21.04.2022 – 07:10 – Non potendo intervenire direttamente nella guerra, o quantomeno volendo evitare in ogni modo possibile l’escalation militare, l’Unione Europea continua ad agire politicamente con l’obiettivo di destabilizzare il potere economico, e di conseguenza bellico, di Mosca. Così, a quasi due mesi dall’invasione dell’Ucraina, la Commissione Europea sta lavorando al sesto pacchetto di sanzioni, che andrà a inasprire le molte già in atto. Sanzioni che finora hanno portato a un crollo del PIL russo stimato dal FMI intorno all’8,5 %. Che le sanzioni abbiano impattato fortemente sull’economia russa è stato confermato dalla governatrice della Banca Centrale Russa Elvira Nabiullina che, parlando alla Duma, ha affermato che le riserve sono agli sgoccioli e il periodo in cui l’economia può vivere sulle scorte è ormai limitato.
I nuovi provvedimenti della Commissione dovrebbero contenere il blocco alle importazioni di petrolio, di cui la Russia è il secondo esportatore mondiale dopo l’Arabia Saudita. Già da giorni si discute sull’eventualità di chiudere i rubinetti del petrolio russi, misura che sarebbe commisurata alle necessità relative dei diversi stati aderenti.
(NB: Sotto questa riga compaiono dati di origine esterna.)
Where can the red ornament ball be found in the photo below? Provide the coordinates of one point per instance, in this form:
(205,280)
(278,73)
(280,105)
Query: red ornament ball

E’ tuttavia già noto che con tutta probabilità l’Ungheria di Orban non aderirà alla decisione.
Oltre alle istituzioni governative a diversi livelli, anche i privati occidentali si stanno muovendo sempre più nella direzione dell’isolamento del mercato russo. E’ notizia recente che dopo Volvo, Mercedes-Benz Group e Volkswagen, anche Stellantis abbia deciso di chiudere lo stabilimento di Kaluga, l’unico del gruppo attivo in Russia, mentre resiste ancora Renault, il cui destino è strettamente vincolato alla controllata russa AutoVaz. Anche la multinazionale tedesca del software Sap, che è ritenuta di fondamentale importanza nella gestione dei sistemi cloud, ha annunciato che abbandonerà il mercato russo.
Come detto in più occasioni, le sanzioni alla Russia hanno conseguenze, seppur minori, anche sull’economia dei paesi europei. Conseguenze che nel caso di nazioni come Italia e Germania colpiscono soprattutto l’approvigionamento energetico. E’ proprio nell’ottica della ricerca di fornitori che possano sostituire la Russia per le importazioni di gas naturale che va inquadrato il viaggio del ministro degli Esteri Luigi Di Maio e di quello della Transizione ecologica Roberto Cingolani in Africa. I ministri, assieme all’amministratore delegato di Eni Claudio Descalzi, hanno visitato ieri l’Angola, mentre oggi si recheranno nella Repubblica del Congo, proprio allo scopo di intessere nuove relazioni economiche. Come fa sapere la Farnesina, l’obiettivo è di “differenziare le fonti di approvvigionamento e di ridurre la dipendenza energetica dalle forniture russe”. L’intento è quello di limitare nel breve periodo almeno del 50% la dipendenza dagli approvvigionamenti di gas russo. A tale scopo, il governo intende espandere i rapporti di scambio con l’Algeria, il Congo, l’Angola e il Mozambico.